The swift downfall of Archegos Capital Management founder Bill Hwang last week by US prosecutors revealed a sprawling scam that was quite a bit more breathtaking than shocking than we knew.
Archegos collapsed in March 2021, leaving banks with more than $10 billion in losses and sparking calls for more regulatory oversight. More than $100 billion in stock market value vanished in a matter of days.
Damian Williams, U.S. attorney for the Southern District of New York, described the purported scheme as historic in scope, alleging that defendants and their co-conspirators lied to banks to obtain billions of dollars in loans, which they then used to inflate the stock price of publicly traded companies.
According to an excellent report in the Wall Street Journal, the Archegos fraud and manipulation scheme was so large that it nearly “jeopardized the U.S. financial system.”
“The lies fed the inflation, and the inflation fed more lies,” Mr. Williams said at a news conference. “Last year, the music stopped. The bubble burst. The prices dropped. And when they did, billions of dollars evaporated overnight.”
Messrs. Hwang and Halligan, who were arrested Wednesday morning, face charges including securities fraud, wire fraud and racketeering conspiracy. They pleaded not guilty in Manhattan federal court Wednesday afternoon.
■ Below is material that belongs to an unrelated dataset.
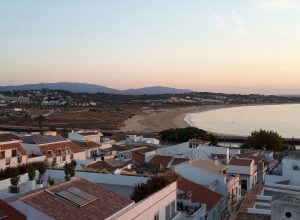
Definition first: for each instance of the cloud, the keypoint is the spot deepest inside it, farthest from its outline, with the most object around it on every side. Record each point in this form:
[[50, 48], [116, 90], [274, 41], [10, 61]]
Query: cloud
[[280, 5], [219, 20]]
A federal judge released Mr. Hwang on a $100 million bond and Mr. Halligan on a $1 million bond.
Mr. Hwang’s lawyer Lawrence Lustberg said in a statement that his client is entirely innocent and that there is no evidence whatsoever that he committed any kind of crime.
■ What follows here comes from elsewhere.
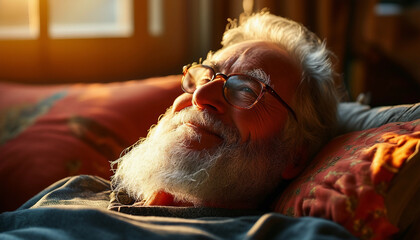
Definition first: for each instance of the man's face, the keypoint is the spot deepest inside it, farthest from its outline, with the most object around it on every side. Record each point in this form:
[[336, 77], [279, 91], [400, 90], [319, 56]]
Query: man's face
[[267, 118], [205, 151]]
“A prosecution of this type, for open-market transactions, is unprecedented and threatens all investors,” Mr. Lustberg said. A lawyer for Mr. Halligan, Mary Mulligan, said her client is innocent and will be exonerated.
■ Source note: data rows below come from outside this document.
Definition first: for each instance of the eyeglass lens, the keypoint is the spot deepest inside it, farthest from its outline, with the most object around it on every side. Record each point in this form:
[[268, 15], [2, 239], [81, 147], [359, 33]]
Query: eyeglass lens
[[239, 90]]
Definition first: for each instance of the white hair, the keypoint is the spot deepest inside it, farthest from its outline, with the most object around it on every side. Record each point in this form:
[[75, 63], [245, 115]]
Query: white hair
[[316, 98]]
Two other former Archegos employees, William Tomita, who was Archegos’s head trader, and Scott Becker, who was its chief risk officer, have pleaded guilty for their roles in the alleged scheme and are cooperating with the government, prosecutors said. Lawyers for both men didn’t respond to requests for comment.
At Archegos, Mr. Hwang built up big, concentrated positions in companies and held some investments in a mix of cash and swaps, derivative contracts struck with banks for a fee, with money borrowed from banks across Wall Street. Mr. Hwang favored total-return swaps that gave Archegos the profits and losses on the stocks underlying the swap contracts while its lenders held the securities.
Mr. Hwang’s use of swaps allowed him to manipulate the prices of stocks in his portfolio because the agreements prompted Wall Street firms to buy shares of the stocks too, the indictment alleges. As the size of Archegos’s swaps grew, so did the amount of shares bought by the Wall Street firms, pushing up prices in the process. Prosecutors also allege that Archegos traded at certain times of day and in other manipulative ways to prop up stocks in its portfolio, including to keep share prices from falling too much.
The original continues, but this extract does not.